Health does not stand in isolation. We are whole people, and solutions for the current health and senior care challenges need to look at the big picture, i.e., the whole person as well as the full continuum of care.
As Homespire President & CEO Joel Theisen often says, we know the algorithms for heart failure and pneumonia, but what are the algorithms for loneliness? And it seems that question is gaining increasing importance.
Now studies published in the Archives of Internal Medicine show that social factors undermine our health and well-being, and that if we want to stop re-hospitalizations and improve outcomes, we need to address them.
In fact, the researchers stress: ‘by separating suffering and distress into medical and nonmedical spheres, health care providers may be missing a key risk factor for poor health.”
“Reducing the risk of adverse health outcomes is dependent on much more than medical care. The present study demonstrates that loneliness is an identifiable and measurable risk factor for morbidity and mortality.”
“On the basis of our findings, we hypothesize that health outcomes in older people may be improved by focusing on policies that promote social engagement and, more importantly, by helping elders develop and maintain satisfying interpersonal relationships.”

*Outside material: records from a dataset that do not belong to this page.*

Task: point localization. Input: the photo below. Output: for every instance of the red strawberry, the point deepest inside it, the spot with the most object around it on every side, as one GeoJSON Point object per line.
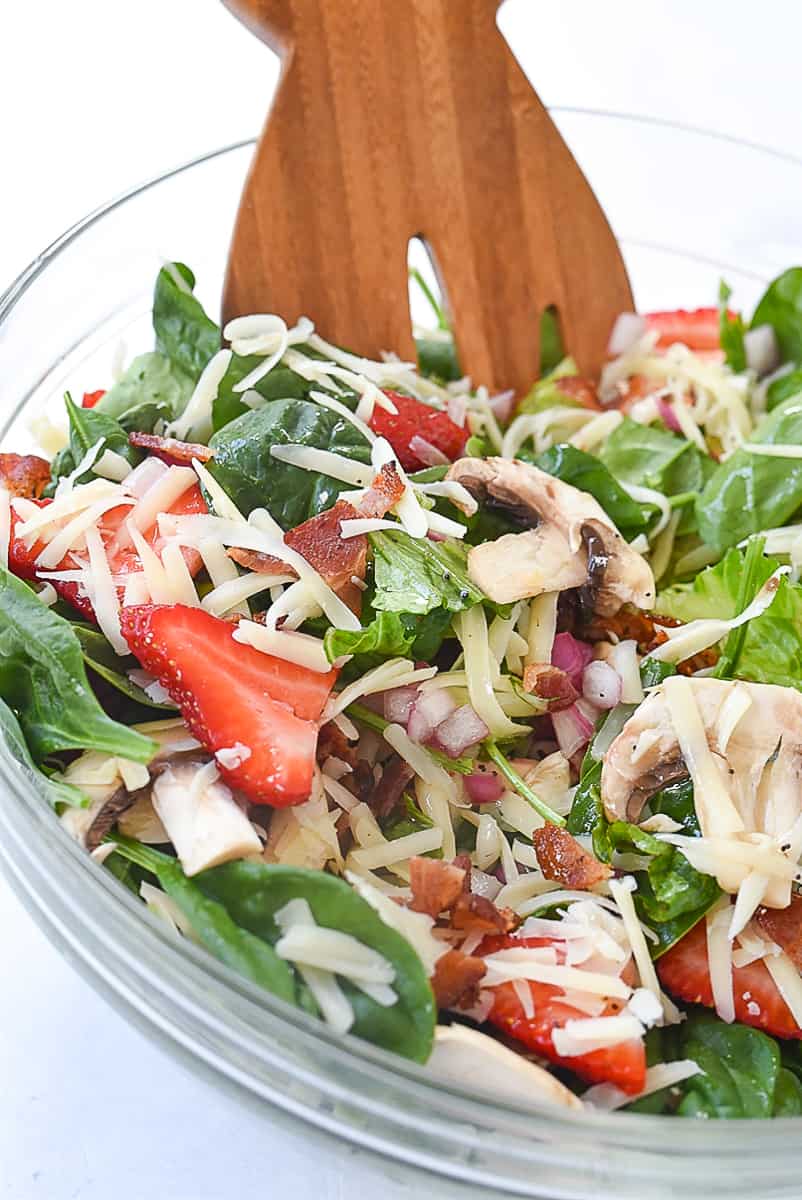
{"type": "Point", "coordinates": [622, 1065]}
{"type": "Point", "coordinates": [699, 329]}
{"type": "Point", "coordinates": [22, 558]}
{"type": "Point", "coordinates": [414, 419]}
{"type": "Point", "coordinates": [684, 972]}
{"type": "Point", "coordinates": [229, 694]}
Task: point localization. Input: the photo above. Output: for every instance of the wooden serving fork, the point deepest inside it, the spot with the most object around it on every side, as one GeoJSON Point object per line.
{"type": "Point", "coordinates": [411, 118]}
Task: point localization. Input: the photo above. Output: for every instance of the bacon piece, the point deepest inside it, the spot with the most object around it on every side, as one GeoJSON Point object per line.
{"type": "Point", "coordinates": [641, 628]}
{"type": "Point", "coordinates": [385, 491]}
{"type": "Point", "coordinates": [171, 450]}
{"type": "Point", "coordinates": [784, 927]}
{"type": "Point", "coordinates": [24, 474]}
{"type": "Point", "coordinates": [550, 683]}
{"type": "Point", "coordinates": [336, 558]}
{"type": "Point", "coordinates": [455, 975]}
{"type": "Point", "coordinates": [580, 389]}
{"type": "Point", "coordinates": [564, 861]}
{"type": "Point", "coordinates": [385, 795]}
{"type": "Point", "coordinates": [436, 886]}
{"type": "Point", "coordinates": [477, 915]}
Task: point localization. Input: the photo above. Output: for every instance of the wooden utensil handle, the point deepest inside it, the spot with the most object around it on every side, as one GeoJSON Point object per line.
{"type": "Point", "coordinates": [411, 118]}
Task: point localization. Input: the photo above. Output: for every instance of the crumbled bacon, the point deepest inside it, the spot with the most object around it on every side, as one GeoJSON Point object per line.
{"type": "Point", "coordinates": [455, 976]}
{"type": "Point", "coordinates": [477, 915]}
{"type": "Point", "coordinates": [388, 791]}
{"type": "Point", "coordinates": [171, 450]}
{"type": "Point", "coordinates": [580, 389]}
{"type": "Point", "coordinates": [24, 474]}
{"type": "Point", "coordinates": [550, 683]}
{"type": "Point", "coordinates": [331, 743]}
{"type": "Point", "coordinates": [642, 628]}
{"type": "Point", "coordinates": [436, 886]}
{"type": "Point", "coordinates": [339, 559]}
{"type": "Point", "coordinates": [564, 861]}
{"type": "Point", "coordinates": [784, 927]}
{"type": "Point", "coordinates": [385, 491]}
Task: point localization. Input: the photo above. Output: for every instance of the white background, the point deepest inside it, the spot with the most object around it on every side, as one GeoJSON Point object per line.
{"type": "Point", "coordinates": [96, 96]}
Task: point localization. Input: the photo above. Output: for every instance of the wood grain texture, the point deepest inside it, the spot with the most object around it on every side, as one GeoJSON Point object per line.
{"type": "Point", "coordinates": [411, 118]}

“Our results suggest that questioning older persons about loneliness may be a useful way of identifying elderly persons at risk of disability and poor health outcomes.”
At Homespire, the assessment for loneliness and social factors are integral aspects of our Homespire Experience model, and one that we feel strongly about.
Be careful, though, of confusing loneliness with being alone. The researchers define loneliness as ‘the subjective feeling of isolation, not belonging or lacking companionship.” They found that people suffering from loneliness are just as likely to live with others as live alone.
According to the research, loneliness affects 1 in 3 people in the second half of life, and shows a strong relationship between loneliness and disability.
The researchers add: ‘loneliness may be as an important of a predictor of adverse health outcomes as many traditional medical risk factors.”
In an amednews.com article, lead researcher Carla Perssinotto, MD, shared that ‘if we focus only on blood pressure, we really are missing a lot of what is going on in someone’s life.”
How are you assessing your clients’ risks for loneliness?